何処にも寄らず、ただ真っ直ぐにアパートへ帰る――つもりだった。


中学の時から毎日の帰りで気になってはいたが、気付いたら立ち寄らずに通り過ぎていた。

いつからあったのかは分からないが、恐らく長い年月掛けて建っているであろう、古めかしいアンティークショップ。

店前の硝子ショーケースの中には、胡散臭そうであり、万以上の額がついてそうな懐中時計や絵画、ティーカップセット等が並べられいた。


幾つかの骨董品達に目に入り、俺はその一つをじっと見つめていた。
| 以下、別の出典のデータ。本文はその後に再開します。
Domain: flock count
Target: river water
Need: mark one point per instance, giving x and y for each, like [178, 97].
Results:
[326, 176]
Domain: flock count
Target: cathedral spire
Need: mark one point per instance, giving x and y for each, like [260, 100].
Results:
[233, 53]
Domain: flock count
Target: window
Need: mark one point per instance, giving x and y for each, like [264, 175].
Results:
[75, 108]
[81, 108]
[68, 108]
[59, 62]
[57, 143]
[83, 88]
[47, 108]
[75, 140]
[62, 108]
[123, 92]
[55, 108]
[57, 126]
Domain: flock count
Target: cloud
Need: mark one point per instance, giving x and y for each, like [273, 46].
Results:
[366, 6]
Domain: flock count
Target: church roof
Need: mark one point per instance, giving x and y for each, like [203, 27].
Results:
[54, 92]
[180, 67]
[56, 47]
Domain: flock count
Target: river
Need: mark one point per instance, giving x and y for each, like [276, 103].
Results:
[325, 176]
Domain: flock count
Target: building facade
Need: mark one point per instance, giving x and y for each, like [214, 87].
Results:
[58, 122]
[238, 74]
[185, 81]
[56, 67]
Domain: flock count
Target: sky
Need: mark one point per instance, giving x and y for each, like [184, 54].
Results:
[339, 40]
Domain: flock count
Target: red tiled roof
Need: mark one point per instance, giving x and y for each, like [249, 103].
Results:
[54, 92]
気になるものがあった。



「……絵? 写真? それとも……鏡か?」


“それ”はとても曖昧なものだった。

写し出されたリアル過ぎる風景は、絵というよりは写真の様で。しかし、“それ”は俺の背後の風景を映している様に見えた。


「……“それ”が気になるかい?」

「わぁっ!?」


突然、背後から話し掛けられ、俺は素っ頓狂な声をあげた。話し掛けられたのは、年齢不詳の老翁……、いや、老婆だろうか? 性別がよく分からない老人だった。


「スマン、スマン……。……中々、店に来る者が居ないので、珍しかったのだ」

「いえ……、突然をスミマセン……。あの、これは?」


俺は改めて、彼に“それ”について訊ねた。


「“それ”は“通仁視つじんしの鏡”というものだ」


聞き慣れない言葉を頭の中で復唱してみる。

つ、じん、……し? 発音し難いな……。一回だけで諦める。


「使ってみれば分かるさ。……折角、来てくれた礼だ。君にタダであげよう」

「え、いや……」


俺は言い訳が直ぐに浮かばず、言葉を詰まらせる。店に飾っているモノ達もそうなのだが、胡散臭そうな感じがする。


「遠慮なく貰って行って欲しい。この店もそろそろ閉店しようと思っているのだ……」

「……」


俺はその鏡を引き取って帰る事にし、アパートへの帰路に急いだ。




この時、俺はいつもの日常が百八十度変わる瞬間になるなんて思いもしなかった。





“お前の身体を ―― 、我の素体として利用させて貰うぞ”



将来の不安を心の何処かに抱えながら、繰り返される毎日に変化が訪れた事に気付いたのは、死神を名乗る少女との青天の霹靂な出会いだった……。